Inoculation of bacteria into mucosal surfaces occurs prior to and during parturition with subsequent bacterial invasion causing early onset sepsis [48]. Late-onset sepsis is associated with a period of asymptomatic bacterial colonization and subsequent invasion [3– 5]. Two sites of colonization likely contribute to cases of late-onset meningitis. The gastrointestinal tract serves as a frequent site of colonization for E. coli, GBS, and L. monocytogenes, and all of these pathogens have essential factors that allow for epithelial adherence and invasion [48, 85, 128]. GBS is readily transmitted from mother to neonate; 29–85% (mean rate of approximately 50%) of infants born to a GBS-positive mother become colonized [48]. The second potential site of colonization is the urinary tract, which may harbor asymptomatic bacteriuria [129, 130]. Ascending infection can lead to seeding of the kidney, bacteremia, and then meningitis, as around 13.2% of febrile young infants will present with a urinary tract infection, and a smaller subset will have simultaneous evidence of bacteriuria, bacteremia, and meningitis [44, 131].

In premature infants, bacteremic events can be preceded by colonization of the gut by the causative pathogen [132]. In a prospective monitoring of stool samples, Carl et al. captured seven cases of sepsis in which the causative bacterial pathogen was also identified from the patient’s stool sample preceding the episode of bacteremia [132]. It is unclear whether similar events occur in term infants or within other body sites that contribute to invasion of these bacterial organisms. The effects of intrapartum antibiotics on the infant microbiome are also being elucidated, as the gastrointestinal microbiome of infants born to mothers who received intrapartum antibiotics is different from that of infants born to untreated mothers [133– 136]. However, the consequences, if any, of these microbial communities for the risk of meningitis are unknown.

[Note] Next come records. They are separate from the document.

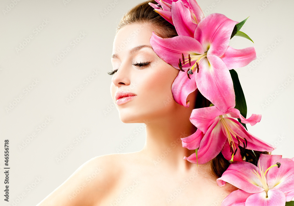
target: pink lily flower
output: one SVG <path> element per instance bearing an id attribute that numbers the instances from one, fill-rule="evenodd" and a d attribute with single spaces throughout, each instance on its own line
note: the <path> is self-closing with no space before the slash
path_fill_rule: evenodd
<path id="1" fill-rule="evenodd" d="M 173 2 L 181 1 L 185 7 L 188 9 L 189 15 L 191 19 L 194 24 L 198 24 L 205 16 L 197 2 L 195 0 L 155 0 L 158 3 L 156 5 L 149 3 L 148 4 L 153 7 L 154 11 L 159 14 L 162 17 L 170 23 L 174 25 L 173 18 L 172 16 L 172 4 Z M 159 4 L 159 5 L 158 5 Z M 160 6 L 161 7 L 158 6 Z"/>
<path id="2" fill-rule="evenodd" d="M 186 72 L 183 72 L 186 76 L 180 72 L 173 84 L 172 91 L 176 102 L 188 107 L 187 97 L 198 88 L 202 95 L 224 112 L 235 104 L 229 70 L 244 66 L 255 59 L 255 48 L 235 49 L 228 46 L 238 22 L 223 14 L 210 14 L 193 27 L 185 11 L 187 8 L 181 2 L 173 2 L 171 10 L 172 16 L 178 17 L 178 19 L 173 20 L 179 36 L 163 38 L 153 32 L 150 44 L 161 58 Z M 191 31 L 194 29 L 192 37 Z M 185 79 L 187 78 L 191 81 Z M 192 78 L 196 83 L 191 85 Z M 185 91 L 179 91 L 183 90 Z"/>
<path id="3" fill-rule="evenodd" d="M 217 180 L 240 189 L 225 199 L 222 206 L 285 206 L 294 197 L 294 161 L 280 155 L 262 154 L 258 167 L 247 162 L 229 166 Z"/>
<path id="4" fill-rule="evenodd" d="M 181 138 L 183 146 L 190 150 L 198 148 L 184 159 L 203 164 L 208 162 L 221 151 L 224 157 L 232 163 L 244 161 L 242 155 L 245 148 L 271 152 L 275 148 L 249 133 L 237 120 L 252 126 L 259 122 L 260 115 L 253 114 L 246 119 L 235 108 L 223 113 L 215 106 L 195 109 L 192 111 L 190 121 L 198 128 L 188 137 Z"/>

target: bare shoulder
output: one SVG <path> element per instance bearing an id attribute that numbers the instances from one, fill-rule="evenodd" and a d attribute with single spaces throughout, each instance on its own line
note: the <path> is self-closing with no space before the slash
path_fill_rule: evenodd
<path id="1" fill-rule="evenodd" d="M 123 173 L 127 154 L 95 157 L 81 165 L 37 206 L 93 205 L 102 201 Z"/>

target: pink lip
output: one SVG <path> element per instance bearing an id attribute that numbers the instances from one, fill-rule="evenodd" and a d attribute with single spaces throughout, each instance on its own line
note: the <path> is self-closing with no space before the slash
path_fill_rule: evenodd
<path id="1" fill-rule="evenodd" d="M 133 99 L 136 95 L 127 91 L 122 91 L 115 94 L 116 105 L 119 105 L 124 104 Z"/>
<path id="2" fill-rule="evenodd" d="M 116 105 L 120 105 L 126 103 L 127 102 L 131 101 L 132 99 L 135 98 L 135 97 L 137 96 L 137 95 L 134 96 L 129 96 L 127 97 L 124 97 L 122 98 L 118 99 L 116 100 Z"/>

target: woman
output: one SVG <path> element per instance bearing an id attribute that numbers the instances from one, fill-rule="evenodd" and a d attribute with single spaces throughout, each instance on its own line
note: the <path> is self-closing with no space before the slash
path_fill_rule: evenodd
<path id="1" fill-rule="evenodd" d="M 188 96 L 188 107 L 174 99 L 172 86 L 181 72 L 159 57 L 150 39 L 153 31 L 163 38 L 177 34 L 149 2 L 157 4 L 140 4 L 119 24 L 109 73 L 121 120 L 146 124 L 144 148 L 90 160 L 38 205 L 218 205 L 237 189 L 216 184 L 229 164 L 221 153 L 202 164 L 183 159 L 195 152 L 181 139 L 196 130 L 189 119 L 192 110 L 211 103 L 197 89 Z"/>

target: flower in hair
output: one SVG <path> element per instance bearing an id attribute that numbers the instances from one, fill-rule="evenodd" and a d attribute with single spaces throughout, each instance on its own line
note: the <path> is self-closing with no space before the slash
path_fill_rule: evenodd
<path id="1" fill-rule="evenodd" d="M 248 132 L 234 118 L 253 126 L 260 121 L 261 115 L 253 114 L 246 119 L 235 108 L 223 113 L 215 106 L 193 109 L 190 121 L 197 130 L 181 139 L 183 147 L 197 152 L 184 159 L 204 164 L 221 152 L 225 158 L 233 163 L 246 158 L 245 149 L 271 152 L 275 148 Z"/>
<path id="2" fill-rule="evenodd" d="M 149 2 L 148 4 L 154 9 L 154 11 L 160 14 L 166 21 L 174 25 L 172 16 L 171 5 L 172 0 L 155 0 L 158 4 L 156 5 Z M 185 7 L 188 9 L 188 11 L 191 17 L 191 21 L 194 23 L 198 24 L 204 17 L 203 12 L 196 1 L 183 0 L 182 1 Z M 175 19 L 174 17 L 174 19 Z"/>
<path id="3" fill-rule="evenodd" d="M 243 162 L 229 166 L 218 184 L 223 187 L 227 182 L 240 189 L 229 195 L 222 206 L 285 206 L 291 201 L 294 197 L 293 160 L 261 154 L 257 165 Z"/>
<path id="4" fill-rule="evenodd" d="M 213 14 L 196 24 L 182 1 L 172 2 L 171 6 L 179 36 L 162 38 L 153 32 L 150 43 L 159 57 L 181 70 L 172 87 L 174 98 L 188 107 L 187 97 L 198 88 L 218 108 L 225 111 L 235 102 L 229 70 L 255 59 L 254 47 L 235 49 L 228 46 L 238 22 L 224 15 Z"/>

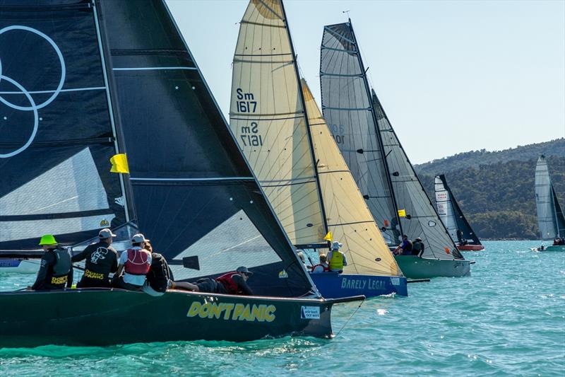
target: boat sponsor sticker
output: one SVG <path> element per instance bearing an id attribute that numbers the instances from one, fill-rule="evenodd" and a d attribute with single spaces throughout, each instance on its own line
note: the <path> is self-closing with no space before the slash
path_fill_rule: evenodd
<path id="1" fill-rule="evenodd" d="M 212 303 L 194 301 L 190 306 L 186 317 L 222 319 L 224 320 L 246 320 L 248 322 L 273 322 L 276 318 L 274 305 L 244 304 L 233 303 Z"/>
<path id="2" fill-rule="evenodd" d="M 302 306 L 300 310 L 300 318 L 304 320 L 319 320 L 319 306 Z"/>

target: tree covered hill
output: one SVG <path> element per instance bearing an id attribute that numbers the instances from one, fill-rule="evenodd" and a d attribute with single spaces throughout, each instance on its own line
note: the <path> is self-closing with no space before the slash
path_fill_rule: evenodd
<path id="1" fill-rule="evenodd" d="M 565 139 L 541 144 L 555 146 L 559 144 L 556 141 L 564 144 Z M 518 148 L 530 146 L 532 146 Z M 565 207 L 565 153 L 563 152 L 546 155 L 552 181 L 562 207 Z M 502 155 L 498 156 L 501 158 Z M 513 152 L 506 157 L 517 158 Z M 445 166 L 455 163 L 450 158 L 442 159 Z M 489 161 L 492 160 L 487 158 L 487 163 L 477 166 L 445 170 L 447 183 L 471 226 L 482 238 L 537 239 L 534 192 L 537 156 L 525 161 L 515 159 L 488 163 Z M 418 175 L 432 202 L 435 202 L 434 175 L 419 173 Z"/>
<path id="2" fill-rule="evenodd" d="M 488 152 L 484 149 L 463 152 L 449 157 L 416 165 L 416 172 L 421 174 L 446 174 L 465 168 L 478 168 L 481 165 L 491 165 L 508 161 L 527 161 L 537 159 L 540 154 L 549 156 L 565 156 L 565 138 L 516 148 Z M 551 166 L 549 167 L 551 168 Z"/>

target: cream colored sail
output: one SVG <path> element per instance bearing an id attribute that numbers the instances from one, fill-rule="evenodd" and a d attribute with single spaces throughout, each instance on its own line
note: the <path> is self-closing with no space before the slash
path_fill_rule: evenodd
<path id="1" fill-rule="evenodd" d="M 328 228 L 343 244 L 348 274 L 400 275 L 364 199 L 330 133 L 320 109 L 302 79 Z"/>
<path id="2" fill-rule="evenodd" d="M 242 20 L 230 121 L 291 242 L 324 243 L 314 158 L 278 0 L 251 0 Z"/>

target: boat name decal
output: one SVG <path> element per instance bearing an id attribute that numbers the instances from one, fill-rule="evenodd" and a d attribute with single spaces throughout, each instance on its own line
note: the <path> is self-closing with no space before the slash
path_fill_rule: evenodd
<path id="1" fill-rule="evenodd" d="M 373 279 L 364 280 L 358 279 L 347 279 L 347 277 L 344 277 L 341 281 L 342 289 L 364 289 L 365 287 L 371 291 L 377 291 L 384 289 L 385 284 L 382 280 L 375 280 Z"/>
<path id="2" fill-rule="evenodd" d="M 273 322 L 275 320 L 275 311 L 277 308 L 274 305 L 244 304 L 231 303 L 203 303 L 194 301 L 191 305 L 187 317 L 196 317 L 209 319 L 223 319 L 225 320 L 246 320 L 249 322 Z"/>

Recent analysis of the microbiome has shown dynamic colonization of the neonatal gut, and one potential factor in colonization is the population of bacteriophages [137, 138]. In a longitudinal study of healthy twins, the neonatal bacterial microbiome gained bacterial diversity with increased age, and conversely bacteriophage diversity decreased with age [137]. This may suggest an essential relationship between bacteriophages and development of the gut bacterial microbiome, in which the bacteriophage population guides the diversity of the bacterial population. Further data are needed to determine whether the risk of invasive bacterial disease is increased by certain compositions of the microbiome and whether bacteriophage populations potentiate this risk [139].

The relatively immature immune system of the neonate also contributes to the invasive risk of bacterial pathogens [140– 142]. Defects in phagocytic cell function, chemotaxis, cytokine production, complement pathways, Toll-like receptor responses, and antibody production are further conducive to invasive disease [140– 142]. These defects also include adaptive immunity in response to viral infections, including lymphocyte proliferation and antibody responses [142– 144]. Though significant, these immune defects are transient, likely contributing to the decreased incidence of serious bacterial infections with increasing age.

Conclusions

The incidence of bacterial meningitis in children has been dramatically reduced and this is primarily because of immunization and intrapartum prophylaxis strategies. Nonetheless, E. coli, GBS, S. pneumoniae, and N. meningitidis remain important pathogens of meningitis. Recent advances in the analysis of the microbiome have expanded the understanding of the pathogenesis of meningitis. These new insights will provide new avenues of research and may stimulate the development of future treatments to prevent and treat meningitis.